Due to the sampled nature of the spectrum returned by the FFT, each peak is accurate only to within half a sample. A spectral sample represents a frequency interval of fs/N Hz, where fs is the sampling rate and N is the FFT size. Zero-padding in the time domain increases the number of spectral samples per Hz and thus increases the accuracy of the simple peak detection (see previous section). However, to obtain frequency accuracy on the level of 0.1% of the distance from the top of an ideal peak to its first zero crossing (in the case of a rectangular window), the zero-padding factor required is 1000.

A more efficient spectral interpolation scheme is to zero-pad only enough so that quadratic (or other simple) spectral interpolation, using only samples immediately surrounding the maximum-magnitude sample, suffices to refine the estimate to 0.1% accuracy.

The frequency and magnitude of a peak is obtained from the magnitude spectrum expressed in dB. Then the phase value of the peak is measured by reading the value of the unwrapped phase spectrum at the position resulting from the frequency of the peak.

4.1 Peak detection

Find the spectral peaks of a sound starting from the following code that implements analysis/synthesis using the STFT:
  1. Find the locations, ploc, of the local maxima above a given threshold in each magnitude spectrum by finding changes of slope. Ex: convert spectrum to differences, specder = diff([threshold; mX(:); threshold]) and then find up-down changes, ploc = find(mX(1:N) >= threshold & specder(1:N)>= 0 & specder(2:N+1) <= 0)
  2. Find the magnitudes, pmag, and phases, pphase, of the obtained locations. pmag = mX(ploc), pphase = pX(ploc)
  3. Plot the peak values on top of the magnitude and phase spectra at each frame. 
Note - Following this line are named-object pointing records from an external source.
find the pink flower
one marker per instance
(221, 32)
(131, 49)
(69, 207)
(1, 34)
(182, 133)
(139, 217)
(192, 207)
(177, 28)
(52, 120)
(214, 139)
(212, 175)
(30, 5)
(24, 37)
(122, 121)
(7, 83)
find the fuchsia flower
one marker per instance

5.2 Sinusoidal synthesis from peak values

Synthesize a sound from the peak information using the inverse FFT.
  1. Generate a complex spectrum from all the obtained peak magnitudes and phases, X(ploc) = pmag .*exp(i.*pphase)
  2. Write a complete function that takes a sound, finds the spectral peaks, and synthesizes an output sound from that information. ex: y = stpt (x, w, N, H, threshold) (stpt for short-time peak transform)
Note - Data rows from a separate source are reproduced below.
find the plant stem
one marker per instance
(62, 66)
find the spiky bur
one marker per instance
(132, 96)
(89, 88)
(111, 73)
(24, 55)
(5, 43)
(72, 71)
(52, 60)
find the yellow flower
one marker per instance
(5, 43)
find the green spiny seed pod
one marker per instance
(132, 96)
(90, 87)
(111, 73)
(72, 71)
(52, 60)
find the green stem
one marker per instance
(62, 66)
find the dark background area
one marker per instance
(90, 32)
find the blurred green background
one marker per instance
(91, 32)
5.3 Coding and transforming sounds

The spectral peaks can capture most of the relevant perceptual information of a sound and thus they can be used for audio coding or for transforming sounds.
  1. Choose a group of sounds with different characteristics, such as harmonic, noisy, percusive, .... and perform analysis/synthesis with different paramenters with the goal to get the best possible resynthesized sound, that is, the one that sounds the closest to the original. 
  2. Compute the number of peaks used to code each sound. If we could store all the values of a peak (location, magnitude and phase) with 16 bits (one sample), what would be the resulting compression ratio for the different sounds? Explain the results, why do you get different values for the different sounds?
  3. Apply transformations to the peak values before resynthesis, for example multiplying the peak locations by a small factor (transposition?).